Accra, Oct. 5, GNA - Some of the Highly Indebted Poor Countries (HIPC) Initiative-related projects implemented in the northern part of the country were hatched, designed and authorized from the capital, Accra, a Report on monitoring of the use of the funds in those areas has said.
The Report noted that contrary to the directive that implementing districts should identify HIPC projects, not all of such projects in the three northern regions generated from the people.
As a result, citizens did not feel they owned the projects and, therefore, even though they patronised the health, education and sanitation facilities, there was a general feeling of apathy.
The Social Enterprise Development (SEND) Foundation, a West African non-governmental organization, which did the monitoring of the use of the HIPC Funds in the northern regions, launched the Report in Accra on Tuesday.
The monitoring process looked at three areas - governance, accountability and equity - of how the projects came about; how much was received; how were the monies disbursed and the kind of people who were involved in the decision and implementation of the various projects.
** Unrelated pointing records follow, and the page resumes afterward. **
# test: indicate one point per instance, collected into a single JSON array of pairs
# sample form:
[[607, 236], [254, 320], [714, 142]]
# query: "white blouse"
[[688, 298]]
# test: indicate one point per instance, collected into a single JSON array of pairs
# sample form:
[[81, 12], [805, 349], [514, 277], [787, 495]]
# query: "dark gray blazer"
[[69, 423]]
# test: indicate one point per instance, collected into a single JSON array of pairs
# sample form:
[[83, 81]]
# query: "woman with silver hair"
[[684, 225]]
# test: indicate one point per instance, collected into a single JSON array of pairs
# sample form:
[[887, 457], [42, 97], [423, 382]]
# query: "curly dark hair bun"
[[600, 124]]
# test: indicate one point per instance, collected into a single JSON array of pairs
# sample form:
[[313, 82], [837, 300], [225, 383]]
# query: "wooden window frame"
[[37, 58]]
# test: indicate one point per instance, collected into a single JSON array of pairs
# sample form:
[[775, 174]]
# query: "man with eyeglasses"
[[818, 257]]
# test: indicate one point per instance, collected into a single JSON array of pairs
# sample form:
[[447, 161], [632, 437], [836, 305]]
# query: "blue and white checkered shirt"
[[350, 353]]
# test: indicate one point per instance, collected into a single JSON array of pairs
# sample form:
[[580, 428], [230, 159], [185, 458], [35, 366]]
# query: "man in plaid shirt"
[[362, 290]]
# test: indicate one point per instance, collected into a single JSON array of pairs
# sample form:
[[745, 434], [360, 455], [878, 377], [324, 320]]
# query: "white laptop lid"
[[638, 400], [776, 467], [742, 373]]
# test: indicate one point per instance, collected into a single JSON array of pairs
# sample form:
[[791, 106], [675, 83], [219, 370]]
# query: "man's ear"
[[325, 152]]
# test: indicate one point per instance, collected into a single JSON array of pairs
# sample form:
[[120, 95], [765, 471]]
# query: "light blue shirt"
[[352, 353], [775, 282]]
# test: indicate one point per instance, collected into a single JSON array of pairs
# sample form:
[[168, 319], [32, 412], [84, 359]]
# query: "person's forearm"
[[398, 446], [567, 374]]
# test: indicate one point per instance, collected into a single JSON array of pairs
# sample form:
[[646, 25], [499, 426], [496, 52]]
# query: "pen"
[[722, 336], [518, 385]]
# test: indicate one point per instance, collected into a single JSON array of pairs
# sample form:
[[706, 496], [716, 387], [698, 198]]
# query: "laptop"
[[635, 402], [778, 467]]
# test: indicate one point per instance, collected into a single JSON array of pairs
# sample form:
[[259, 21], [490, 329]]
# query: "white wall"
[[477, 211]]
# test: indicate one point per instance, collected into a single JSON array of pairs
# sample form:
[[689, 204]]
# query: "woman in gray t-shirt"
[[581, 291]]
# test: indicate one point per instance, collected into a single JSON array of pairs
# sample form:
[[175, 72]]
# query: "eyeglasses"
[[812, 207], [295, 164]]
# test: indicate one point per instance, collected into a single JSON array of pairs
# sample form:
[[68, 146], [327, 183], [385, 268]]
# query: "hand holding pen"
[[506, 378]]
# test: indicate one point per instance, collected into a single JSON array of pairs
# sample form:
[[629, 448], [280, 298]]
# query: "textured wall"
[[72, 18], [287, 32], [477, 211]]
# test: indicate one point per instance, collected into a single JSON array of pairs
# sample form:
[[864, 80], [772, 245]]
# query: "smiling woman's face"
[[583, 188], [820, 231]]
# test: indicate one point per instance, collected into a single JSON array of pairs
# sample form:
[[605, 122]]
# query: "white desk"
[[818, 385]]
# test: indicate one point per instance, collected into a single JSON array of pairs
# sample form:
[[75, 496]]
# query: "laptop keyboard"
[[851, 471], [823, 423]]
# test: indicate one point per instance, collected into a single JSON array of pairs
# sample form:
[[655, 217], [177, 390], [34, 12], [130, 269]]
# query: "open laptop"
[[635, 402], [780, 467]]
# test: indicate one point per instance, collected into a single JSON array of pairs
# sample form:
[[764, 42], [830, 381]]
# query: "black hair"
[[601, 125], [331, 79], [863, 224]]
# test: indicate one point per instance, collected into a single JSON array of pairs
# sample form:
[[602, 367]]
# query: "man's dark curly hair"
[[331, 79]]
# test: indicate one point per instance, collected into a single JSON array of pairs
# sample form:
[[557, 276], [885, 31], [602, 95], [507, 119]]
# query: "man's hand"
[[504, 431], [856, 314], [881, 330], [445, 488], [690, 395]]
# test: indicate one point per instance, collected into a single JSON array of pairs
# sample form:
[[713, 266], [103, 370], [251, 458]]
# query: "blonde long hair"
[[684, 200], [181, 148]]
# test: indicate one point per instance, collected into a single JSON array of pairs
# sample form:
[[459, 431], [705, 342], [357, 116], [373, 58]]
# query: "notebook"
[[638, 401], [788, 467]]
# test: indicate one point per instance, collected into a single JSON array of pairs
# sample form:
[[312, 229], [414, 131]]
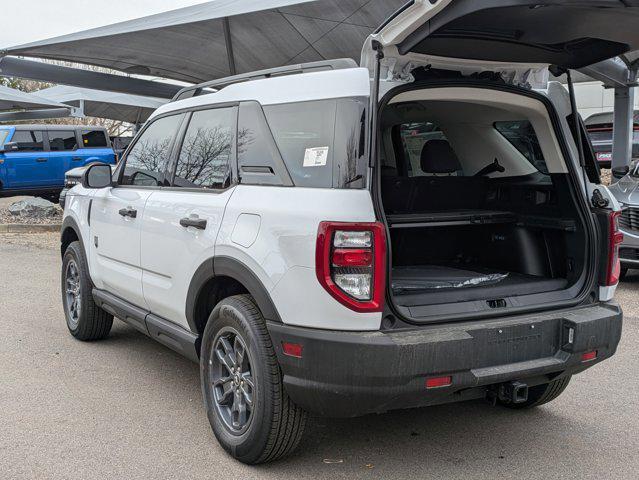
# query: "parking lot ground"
[[128, 408]]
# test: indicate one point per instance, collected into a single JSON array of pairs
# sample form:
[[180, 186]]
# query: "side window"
[[207, 149], [29, 140], [522, 136], [94, 139], [146, 163], [413, 137], [62, 140]]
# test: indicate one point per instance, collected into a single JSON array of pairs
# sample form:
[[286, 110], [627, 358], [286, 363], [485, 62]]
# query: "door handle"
[[198, 223], [128, 212]]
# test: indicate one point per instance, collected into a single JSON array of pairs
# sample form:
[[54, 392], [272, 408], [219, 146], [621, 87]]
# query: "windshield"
[[3, 137]]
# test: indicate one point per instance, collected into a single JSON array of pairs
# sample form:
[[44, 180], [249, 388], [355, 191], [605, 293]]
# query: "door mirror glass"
[[10, 147], [97, 176]]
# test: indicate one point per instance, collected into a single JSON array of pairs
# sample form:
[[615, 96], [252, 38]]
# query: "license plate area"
[[517, 343]]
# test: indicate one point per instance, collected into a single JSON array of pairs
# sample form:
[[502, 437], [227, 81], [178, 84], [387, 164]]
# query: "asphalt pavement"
[[128, 408]]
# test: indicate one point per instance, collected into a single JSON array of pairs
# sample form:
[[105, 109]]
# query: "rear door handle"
[[198, 223], [128, 212]]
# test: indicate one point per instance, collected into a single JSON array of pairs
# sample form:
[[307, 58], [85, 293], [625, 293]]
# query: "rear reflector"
[[292, 349], [437, 382]]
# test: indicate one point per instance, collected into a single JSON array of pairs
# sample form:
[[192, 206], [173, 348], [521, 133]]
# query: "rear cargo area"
[[479, 205]]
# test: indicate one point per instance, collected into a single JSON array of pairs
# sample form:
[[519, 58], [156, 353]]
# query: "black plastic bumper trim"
[[346, 374]]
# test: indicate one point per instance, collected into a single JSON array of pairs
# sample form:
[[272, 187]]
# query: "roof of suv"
[[53, 127], [350, 82]]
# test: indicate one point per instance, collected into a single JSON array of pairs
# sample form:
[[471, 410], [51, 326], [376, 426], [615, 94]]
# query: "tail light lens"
[[350, 263], [616, 238]]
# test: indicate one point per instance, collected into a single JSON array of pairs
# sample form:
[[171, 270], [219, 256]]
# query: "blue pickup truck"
[[34, 158]]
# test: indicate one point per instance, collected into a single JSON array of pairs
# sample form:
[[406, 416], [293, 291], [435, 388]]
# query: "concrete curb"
[[29, 228]]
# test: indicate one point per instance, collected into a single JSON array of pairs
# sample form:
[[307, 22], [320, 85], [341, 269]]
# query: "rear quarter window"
[[522, 136], [322, 143]]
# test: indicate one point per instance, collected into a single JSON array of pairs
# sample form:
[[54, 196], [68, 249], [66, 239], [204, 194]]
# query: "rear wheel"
[[541, 394], [249, 411], [85, 320]]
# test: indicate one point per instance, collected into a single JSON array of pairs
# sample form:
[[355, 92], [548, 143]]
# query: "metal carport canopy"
[[222, 37], [12, 99], [96, 103]]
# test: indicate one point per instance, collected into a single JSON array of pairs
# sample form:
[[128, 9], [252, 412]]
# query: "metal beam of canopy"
[[222, 37], [44, 114], [111, 105], [11, 99], [17, 67]]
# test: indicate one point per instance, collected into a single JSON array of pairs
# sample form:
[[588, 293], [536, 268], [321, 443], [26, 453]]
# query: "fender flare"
[[70, 222], [232, 268]]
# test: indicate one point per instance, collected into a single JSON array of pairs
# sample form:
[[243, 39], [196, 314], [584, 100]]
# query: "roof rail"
[[213, 86]]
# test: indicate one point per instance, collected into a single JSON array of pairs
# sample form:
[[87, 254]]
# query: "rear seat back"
[[440, 189]]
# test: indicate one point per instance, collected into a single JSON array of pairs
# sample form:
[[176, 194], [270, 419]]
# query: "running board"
[[159, 329]]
The Foundation looked at 24 districts, which received a total of 73 billion cedis out of which 44.7 billion cedis had been spent so far. Mr Siapha Kamara, Chief Executive Officer of the Foundation, said the remaining 28.3 billion cedis might have been invested in ongoing projects or were lying idle because the research could not capture that aspect.
Dr Emmanuel Akwetey, Executive Director of the Institute of Democratic Governance, who gave an overview of the Report, said the monitoring exercise first created awareness about HIPC to the district because most of the time vital information about programmes that affected citizens did not get to them.
The Foundation found out that most of the people, including the authorities of the district assemblies, did not have enough information about HIPC.
The Foundation, therefore, established a broad-based awareness structure that included a coalition of development agencies, faith-based organizations such as the Christian Council and community-based groups in addition to representatives from the district assemblies.
Dr Akwetey said the Report indicated that the funds allocated to the districts went to the right projects and the only area that suffered was micro financing for productive ventures.
He said, even though, micro financing was not included in the HIPC projects it was a core area that could help bridge the gap in poverty reduction between the Northern and the Southern Sectors.
Dr Akwetey commended the Foundation for the work done but noted that the weak sense of ownership to the projects in those regions would not guarantee maintenance and sustainability.